Residents are not asking Checkers to stop delivering. They are asking Checkers to stop sending repeated commercial delivery-bike traffic through homes that are already carrying the daily cost of that choice.
The second route uses main roads
The second route comparison goes further. It shows a main-road option that appears capable of serving the relevant estates while keeping riders on arterial roads for substantially more of the journey.
According to the map comparison sent to Checkers, that route is only approximately 100 to 200 metres longer than the route residents say is currently being used. The estimated travel time shown was still approximately 3 minutes.
It may include a traffic light or two. That is the scale of the inconvenience being weighed against residents' daily lives: perhaps a tiny distance difference, perhaps a normal traffic signal, perhaps a slightly less convenient path for a delivery operation.
Against that, residents are dealing with repeated noise, anxiety, stress, interrupted work, ruined weekends, and the feeling that their own homes are no longer peaceful. That tradeoff is not neutral. It is a choice.
This could be changed now
The most frustrating part is how immediate the mitigation could be.
Checkers could tell riders not to use the affected residential street as a through-route unless they are delivering there. Checkers could trial the main-road route. Checkers could use rider tracking, store dispatch instructions, and delivery-partner communication to make the expectation clear.
The riders know the area. They deliver here every day. This is not a mysterious route-planning problem that requires a year of research before anything can happen.
A future electric-bike trial may help later. It does not justify doing nothing now. A gradual replacement plan may help later. It does not justify doing nothing now. References to working with the City of Cape Town or other stakeholders may sound responsible, but they do not answer the immediate route proposal sitting in front of the company.
Vague future promises are not relief
Residents have heard versions of the same response repeatedly: the matter is being escalated, operational teams are involved, stakeholders are being consulted, drivers are being reminded, alternatives may be considered, electric bikes may be trialled later.
That language may be useful in a corporate inbox. It does not make a home quiet. It does not stop another noisy bike from climbing the road. It does not give an affected resident a single peaceful weekend back.
After almost two years of reported impact, vague future work is not enough. It is especially not enough when residents have supplied route options that appear capable of reducing the problem immediately.
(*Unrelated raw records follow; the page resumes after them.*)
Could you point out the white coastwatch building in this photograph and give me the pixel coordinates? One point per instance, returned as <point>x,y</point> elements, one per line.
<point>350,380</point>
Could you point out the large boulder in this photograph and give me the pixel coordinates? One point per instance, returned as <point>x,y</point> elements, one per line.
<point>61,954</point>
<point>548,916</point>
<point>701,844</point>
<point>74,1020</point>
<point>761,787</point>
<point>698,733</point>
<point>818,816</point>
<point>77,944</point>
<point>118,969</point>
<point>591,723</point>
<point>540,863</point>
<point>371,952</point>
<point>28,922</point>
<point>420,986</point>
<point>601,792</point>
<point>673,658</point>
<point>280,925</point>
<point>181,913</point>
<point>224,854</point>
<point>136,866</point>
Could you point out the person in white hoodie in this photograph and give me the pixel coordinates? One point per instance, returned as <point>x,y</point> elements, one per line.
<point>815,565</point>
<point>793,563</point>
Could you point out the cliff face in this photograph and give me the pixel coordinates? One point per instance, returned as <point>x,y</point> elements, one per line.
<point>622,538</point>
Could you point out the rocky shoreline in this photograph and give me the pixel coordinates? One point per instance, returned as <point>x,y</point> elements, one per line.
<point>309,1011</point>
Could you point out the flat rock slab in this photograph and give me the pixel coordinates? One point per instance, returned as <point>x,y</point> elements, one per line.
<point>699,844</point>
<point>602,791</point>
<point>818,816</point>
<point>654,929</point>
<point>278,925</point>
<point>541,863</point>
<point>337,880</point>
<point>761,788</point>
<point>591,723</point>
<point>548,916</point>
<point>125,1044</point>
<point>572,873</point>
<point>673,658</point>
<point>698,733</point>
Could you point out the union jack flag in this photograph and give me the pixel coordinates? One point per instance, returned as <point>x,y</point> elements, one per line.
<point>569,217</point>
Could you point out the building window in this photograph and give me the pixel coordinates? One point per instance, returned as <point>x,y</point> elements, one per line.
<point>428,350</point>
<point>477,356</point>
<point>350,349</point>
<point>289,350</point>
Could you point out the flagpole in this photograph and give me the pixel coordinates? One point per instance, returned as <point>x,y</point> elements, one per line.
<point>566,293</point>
The human impact has been made clear
Checkers has been told that this is causing serious distress. Residents have described anxiety, depression, physical stress responses, anger, and the need to leave home just to escape the noise.
Those details are not easy to publish. They are included because they show why this issue cannot be treated as a minor service complaint or an irritation from one passing bike.
The issue is repeated exposure. The issue is frequency. The issue is that an avoidable delivery route has become a daily intrusion into residential life.
When a company has been told about that level of impact and has been given practical alternatives, silence is not a neutral position.
The ask is not complicated
The immediate request is direct:
- Stop using the affected residential street as a shortcut unless a delivery is actually being made there.
- Trial the similar-distance alternative route that avoids many affected homes.
- Trial the main-road route even if it is slightly longer.
- Give residents a direct answer on why these options can or cannot be used.
- Stop offering only long-term possibilities while the daily noise continues.
There is a route. There is an immediate mitigation. There is a company with the ability to communicate instructions to its delivery operation.
What residents do not have is an answer.